Dünden bugüne hem laik-Kemalist
yargının hem de “FETÖ” yargısının bu hukuk dışı yargılamalarına maruz kalan
gruplardan biri de Hilâfet fikrini savunan ve bunun için çalışma yapan Hizb-ut
Tahrir’dir. Takiyyuddin en-Nebhânî tarafından İslâmi bir parti olarak
Filistin’de 1953’te kurulan Hizb-ut Tahrir, Türkiye'de ilk defa 1959 yılında
faaliyet göstermeye başladı. Hizb-ut Tahrir -tüm diğer İslâm beldelerinde
olduğu gibi- Türkiye’deki çalışmasında da amacını Râşidî Hilâfet Devleti’ni
yeniden ikame etmek olarak belirledi; bu amacı gerçekleştirme metodunu ise fikrî
ve siyasi çalışma ile sınırlandırdı.
Türkiye’nin anayasa
ve kanunları Hilâfet Devleti’ni kurmak için bir partinin kurulması ve faaliyet
göstermesine izin vermediği için Hizb-ut Tahrir resmî manada devlet tarafından
hükmen illegal bir hareket olarak görüldü. Bu sebeple Hizb-ut Tahrir üyeleri ve
yöneticileri hakkında dönem dönem çeşitli yargılamalar yapıldı. Bu
yargılamaların ilki 1967 yılında gerçekleşti ve o günden bugüne kadar da hep
devam etti. Cebir ve şiddet yöntemini çalışma metodu olarak asla kabul
etmemesine, bugüne kadar maddi hiç bir eylemi olmamasına, aksine fikrî ve
siyasi bir çalışma yapmasına rağmen, Hilâfet düşüncesini topluma davet olarak
taşıdığı için Hizb-ut Tahrir ile çalışan Müslümanlar dünden bugüne hep ağır
hukuksuzluklar ile karşı karşıya kaldılar.
İşte o
yargılamaların dünden bugüne tarihî seyrine bir göz atalım…
1960-1980 Dönemi
1960’lı yılların
sonlarında Hilâfet konusunu Türkiye gündemine yeniden taşımış olmasıyla kamuoyu
tarafından ismi ilk kez duyulan Hizb-ut Tahrir’in, bu dönemde çıkardığı siyasi
içerikli beyanları/bildirileri hükümet yetkililerine göndermesi kamuoyunda çok
büyük yankı uyandırmış, zamanın hükümet yetkililerinin dikkatini çekmişti.

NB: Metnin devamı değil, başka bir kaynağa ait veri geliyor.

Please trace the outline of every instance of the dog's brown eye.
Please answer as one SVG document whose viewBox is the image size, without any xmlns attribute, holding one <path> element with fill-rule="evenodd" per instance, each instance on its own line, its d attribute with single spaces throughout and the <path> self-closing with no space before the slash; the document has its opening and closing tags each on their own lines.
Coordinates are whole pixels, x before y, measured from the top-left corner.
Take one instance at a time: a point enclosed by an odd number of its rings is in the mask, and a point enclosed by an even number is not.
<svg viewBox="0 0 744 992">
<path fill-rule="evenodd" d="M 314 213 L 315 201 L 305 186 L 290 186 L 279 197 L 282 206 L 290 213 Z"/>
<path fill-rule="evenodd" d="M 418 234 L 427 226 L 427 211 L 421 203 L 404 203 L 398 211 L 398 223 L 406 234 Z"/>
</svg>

Halkı Müslüman olan bir toprak parçasında hem de Hilâfet’e yüz yıllar boyunca
başkentlik yapmış olan topraklarda Hilâfet’in yeniden bu kadar tesir
oluşturacağını beklemeyen laik Kemalistler bu düşüncenin Müslümanların
zihinlerinden kazınırcasına sökülüp atılması için Hizb-ut Tahrir’in ve
dolayısıyla Hilâfet projesinin önünü kesmeye çalıştılar. Bu yönde davet
çalışması yapan Hizb-ut Tahrir üyesi Müslümanlara ceza yağdırdılar.
Bu dönem yürütülen
yargılamalarda Hizb-ut Tahrir üyesi olmakla suçlanan kişilere 6 ay,
yöneticisi olmakla suçlanan kişilere 4 ila 5 yıl arasında
cezalar verildi. Karar gerekçesinde Türk Ceza Kanunu’nun 163. Maddesi’ndeki
unsurlara ilaveten şu tür ifadeler kullanıldı: “Hizbu’t Tahrir’in ulaşmak istediği İslâm ideolojisinde milliyetçilik
ve vatan bağlarına yer verilmediği, kurulması öngörülen İslâm devleti nizamında
Türk Milliyetçiliği, Türk Kültürü ve lisanı ile Türk Devletinin hükümranlığını
yok edici fikri saklı bulunduğu ve bu kabil cereyanların toplumda gelişme
istidadı göstermeye başladığı göz önünde bulundurulmuştur.”
1980-1990 Dönemi
Hizb-ut Tahrir
mensuplarına yönelik hem 1980 Askerî Darbesi’nden sonra hem de 1982
Anayasası’nın yayınlanmasından sonra yeni tutuklamalar gerçekleşti ve
aralarında üniversite öğrencilerinin de bulunduğu çok sayıda Müslüman Hizb-ut
Tahrir üyesi veya yöneticisi olma suçlamasıyla gözaltına alınıp tutuklandı.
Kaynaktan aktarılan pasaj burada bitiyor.